Prior to discharge, the staff should hold a discharge-planning meeting. Patients may be included in this meeting, and also family members (unless the patient objects). The written discharge plan should address the patient’s current needs and goals, specify the services to be provided and by whom. Among the areas that should be addressed in the discharge plan are: mental health services, case management, living arrangements, economic assistance, vocational training, transportation and medication.

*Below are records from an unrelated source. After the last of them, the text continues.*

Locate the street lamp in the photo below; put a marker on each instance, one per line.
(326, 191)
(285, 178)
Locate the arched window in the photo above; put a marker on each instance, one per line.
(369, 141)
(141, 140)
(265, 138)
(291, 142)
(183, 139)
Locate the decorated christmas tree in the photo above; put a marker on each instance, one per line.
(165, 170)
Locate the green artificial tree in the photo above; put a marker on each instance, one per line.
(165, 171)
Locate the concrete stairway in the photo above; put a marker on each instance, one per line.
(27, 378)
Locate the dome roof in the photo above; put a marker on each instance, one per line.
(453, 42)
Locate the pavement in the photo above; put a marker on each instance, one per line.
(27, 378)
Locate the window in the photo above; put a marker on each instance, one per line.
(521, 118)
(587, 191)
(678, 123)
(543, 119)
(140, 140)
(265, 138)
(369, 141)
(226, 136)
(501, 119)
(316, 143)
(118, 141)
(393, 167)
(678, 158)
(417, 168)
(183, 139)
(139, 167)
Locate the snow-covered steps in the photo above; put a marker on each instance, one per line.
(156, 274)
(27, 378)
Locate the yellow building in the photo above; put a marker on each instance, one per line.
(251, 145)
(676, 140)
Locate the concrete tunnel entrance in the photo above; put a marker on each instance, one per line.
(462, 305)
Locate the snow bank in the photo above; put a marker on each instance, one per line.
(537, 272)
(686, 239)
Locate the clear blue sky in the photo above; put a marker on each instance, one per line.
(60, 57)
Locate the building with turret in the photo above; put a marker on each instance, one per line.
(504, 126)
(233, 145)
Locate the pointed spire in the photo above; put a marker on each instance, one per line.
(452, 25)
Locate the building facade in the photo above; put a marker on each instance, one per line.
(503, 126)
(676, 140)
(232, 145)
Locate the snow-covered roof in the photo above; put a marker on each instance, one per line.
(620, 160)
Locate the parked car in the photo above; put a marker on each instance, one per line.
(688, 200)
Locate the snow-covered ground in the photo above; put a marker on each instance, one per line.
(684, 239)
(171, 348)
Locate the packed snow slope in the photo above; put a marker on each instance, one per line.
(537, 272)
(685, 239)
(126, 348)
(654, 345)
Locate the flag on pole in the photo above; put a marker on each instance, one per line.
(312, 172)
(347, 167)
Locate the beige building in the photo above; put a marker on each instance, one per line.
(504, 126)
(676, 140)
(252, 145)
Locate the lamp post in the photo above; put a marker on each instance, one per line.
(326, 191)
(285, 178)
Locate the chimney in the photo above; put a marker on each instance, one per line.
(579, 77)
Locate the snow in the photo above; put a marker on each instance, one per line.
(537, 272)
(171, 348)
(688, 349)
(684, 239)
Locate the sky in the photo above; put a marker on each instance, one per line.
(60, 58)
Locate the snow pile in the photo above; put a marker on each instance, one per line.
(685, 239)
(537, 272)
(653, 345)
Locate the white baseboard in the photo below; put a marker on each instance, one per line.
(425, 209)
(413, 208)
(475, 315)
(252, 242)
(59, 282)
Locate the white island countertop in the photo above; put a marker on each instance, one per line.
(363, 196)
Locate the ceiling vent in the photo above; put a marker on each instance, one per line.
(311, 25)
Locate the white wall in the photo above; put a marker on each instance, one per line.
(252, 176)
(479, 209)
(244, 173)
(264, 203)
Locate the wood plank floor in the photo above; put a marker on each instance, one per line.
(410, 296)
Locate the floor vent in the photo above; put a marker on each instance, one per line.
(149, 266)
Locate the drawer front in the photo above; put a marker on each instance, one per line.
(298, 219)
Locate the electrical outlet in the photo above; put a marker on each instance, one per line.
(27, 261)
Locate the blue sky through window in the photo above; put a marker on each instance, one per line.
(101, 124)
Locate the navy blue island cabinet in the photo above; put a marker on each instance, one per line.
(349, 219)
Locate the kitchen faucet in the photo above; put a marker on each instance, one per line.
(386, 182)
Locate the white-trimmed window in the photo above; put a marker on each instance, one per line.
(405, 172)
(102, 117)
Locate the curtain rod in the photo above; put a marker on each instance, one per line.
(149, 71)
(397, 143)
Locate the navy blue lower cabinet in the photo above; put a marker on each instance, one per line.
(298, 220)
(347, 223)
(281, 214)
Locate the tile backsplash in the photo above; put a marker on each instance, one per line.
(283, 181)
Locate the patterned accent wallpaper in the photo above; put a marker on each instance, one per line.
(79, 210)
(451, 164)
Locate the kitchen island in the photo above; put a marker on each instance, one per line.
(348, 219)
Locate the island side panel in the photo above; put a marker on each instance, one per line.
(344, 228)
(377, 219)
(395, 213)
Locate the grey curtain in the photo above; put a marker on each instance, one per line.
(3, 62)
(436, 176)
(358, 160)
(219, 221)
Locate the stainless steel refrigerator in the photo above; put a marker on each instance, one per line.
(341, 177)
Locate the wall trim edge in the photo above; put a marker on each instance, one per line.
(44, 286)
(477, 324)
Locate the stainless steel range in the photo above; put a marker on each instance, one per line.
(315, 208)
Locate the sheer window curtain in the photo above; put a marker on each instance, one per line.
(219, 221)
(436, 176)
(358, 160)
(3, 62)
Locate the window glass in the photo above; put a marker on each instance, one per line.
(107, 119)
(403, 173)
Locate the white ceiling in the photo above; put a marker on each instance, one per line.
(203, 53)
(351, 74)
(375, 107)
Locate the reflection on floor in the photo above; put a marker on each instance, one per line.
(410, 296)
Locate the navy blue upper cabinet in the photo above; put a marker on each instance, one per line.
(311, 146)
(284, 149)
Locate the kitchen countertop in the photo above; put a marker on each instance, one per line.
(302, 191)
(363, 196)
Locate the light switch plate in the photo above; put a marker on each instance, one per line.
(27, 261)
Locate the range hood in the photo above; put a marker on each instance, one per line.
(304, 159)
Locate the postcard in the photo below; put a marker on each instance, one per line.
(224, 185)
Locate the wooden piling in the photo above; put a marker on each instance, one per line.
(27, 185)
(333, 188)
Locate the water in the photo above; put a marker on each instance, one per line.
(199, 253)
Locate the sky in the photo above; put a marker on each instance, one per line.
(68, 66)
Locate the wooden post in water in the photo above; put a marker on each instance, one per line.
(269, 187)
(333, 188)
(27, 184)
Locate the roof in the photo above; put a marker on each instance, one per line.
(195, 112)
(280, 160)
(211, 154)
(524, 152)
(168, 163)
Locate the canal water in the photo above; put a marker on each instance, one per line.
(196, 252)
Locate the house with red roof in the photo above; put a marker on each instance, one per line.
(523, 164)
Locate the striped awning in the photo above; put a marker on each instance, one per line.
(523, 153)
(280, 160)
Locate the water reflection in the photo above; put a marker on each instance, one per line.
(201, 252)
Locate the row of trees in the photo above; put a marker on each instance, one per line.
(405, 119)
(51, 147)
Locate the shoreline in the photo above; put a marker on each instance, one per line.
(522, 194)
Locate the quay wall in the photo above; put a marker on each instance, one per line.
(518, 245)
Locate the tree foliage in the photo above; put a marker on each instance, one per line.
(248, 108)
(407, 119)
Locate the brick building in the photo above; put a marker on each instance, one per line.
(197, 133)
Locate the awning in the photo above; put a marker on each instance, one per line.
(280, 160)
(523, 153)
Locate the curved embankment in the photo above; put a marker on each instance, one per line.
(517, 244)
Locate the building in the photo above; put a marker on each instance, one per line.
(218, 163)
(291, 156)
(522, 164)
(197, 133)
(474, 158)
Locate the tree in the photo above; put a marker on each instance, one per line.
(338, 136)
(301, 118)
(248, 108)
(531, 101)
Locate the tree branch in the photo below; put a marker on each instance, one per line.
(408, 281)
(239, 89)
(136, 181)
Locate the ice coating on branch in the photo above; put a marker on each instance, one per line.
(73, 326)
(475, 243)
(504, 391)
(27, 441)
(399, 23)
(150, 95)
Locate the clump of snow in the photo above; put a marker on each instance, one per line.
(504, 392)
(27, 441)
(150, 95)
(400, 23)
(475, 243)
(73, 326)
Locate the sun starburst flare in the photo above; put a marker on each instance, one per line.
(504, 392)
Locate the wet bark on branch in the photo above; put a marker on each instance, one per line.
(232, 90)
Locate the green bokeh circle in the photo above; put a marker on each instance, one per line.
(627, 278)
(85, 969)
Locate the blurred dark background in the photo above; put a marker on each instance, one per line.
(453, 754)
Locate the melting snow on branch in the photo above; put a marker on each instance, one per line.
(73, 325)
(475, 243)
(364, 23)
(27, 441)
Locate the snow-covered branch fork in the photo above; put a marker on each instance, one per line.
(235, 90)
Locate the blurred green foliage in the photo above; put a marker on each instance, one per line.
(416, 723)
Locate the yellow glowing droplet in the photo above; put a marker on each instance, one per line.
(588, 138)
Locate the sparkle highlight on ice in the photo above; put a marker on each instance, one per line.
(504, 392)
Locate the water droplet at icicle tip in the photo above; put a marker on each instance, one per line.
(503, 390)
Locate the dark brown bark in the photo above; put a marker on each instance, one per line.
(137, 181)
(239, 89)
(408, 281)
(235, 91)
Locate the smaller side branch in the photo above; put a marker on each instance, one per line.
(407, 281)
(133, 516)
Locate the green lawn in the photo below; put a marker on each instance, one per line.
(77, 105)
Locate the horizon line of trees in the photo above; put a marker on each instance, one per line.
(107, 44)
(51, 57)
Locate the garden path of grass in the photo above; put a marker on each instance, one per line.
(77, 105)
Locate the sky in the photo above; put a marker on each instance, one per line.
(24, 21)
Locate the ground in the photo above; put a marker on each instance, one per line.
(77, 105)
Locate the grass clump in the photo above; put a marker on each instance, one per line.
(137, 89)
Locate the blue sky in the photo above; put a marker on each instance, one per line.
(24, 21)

Whether or not a patient is actually linked to community services depends upon a number of factors. These include whether or not a case manager is assigned, the patient’s status upon admission (voluntary or involuntary status), the severity of the patient’s problems, use of the public mental health system in the past, the family’s involvement in developing the discharge plan, and the patient’s motivation. In theory, patients leaving the hospital should have an appointment at a community mental health service within one week of their discharge.
Outpatient services can be accessed without a prior hospitalization, simply by calling the agency for an appointment. An Intake Secretary will ask for information, including the nature of the problem, name of the potential client, involvement of family members, type of service requested, and financial arrangements. The Intake Secretary will then set up an intake appointment. It may not be for several weeks, as there are often long waiting lists.
The intake appointment involves completing paperwork and arranging for payment. Members of HMO’s need referrals from the primary care physician if services are to be covered.
The intake interview with a therapist takes from one to one and a half hours. The therapist may be from any discipline. The therapist will ask detailed questions about the reason for the visit, as well as some medical questions. Consent forms are signed at this initial session.
Depending on the nature and severity of the problem, a second appointment is scheduled. It can be a continuation of the intake process or the beginning of treatment. Treatment can take many forms including medication evaluation, individual, group, family or marital counseling. It may involve a weekly appointment or attendance at a day program, which emphasizes socialization skills, life skills and possibly vocational or educational training. Treatment is determined by your needs and the agency’s philosophy. Clients have the right, at all times, to ask questions about the treatment that is being prescribed.
The ideal situation is when both therapist and client agree that the client has reached his/her goals. The therapist might suggest that the client become involved in a self-help group, a volunteer job or other social activity to help maintain the progress that has been made.
Sometimes, the relationship ends sooner than the client wishes. If the therapist terminates the relationship due to a work issue, the client may wish to suggest a meeting with both the old and the new therapist so that all three can discuss past progress and future goals.
If the client and therapist disagree on when to stop treatment, the issue should be openly discussed. The therapist should be asked to develop a plan so the client feels supported in daily life once therapy stops. Most therapists end a relationship by letting clients know that they are welcome to return if the need arises either for a brief visit or for future therapy.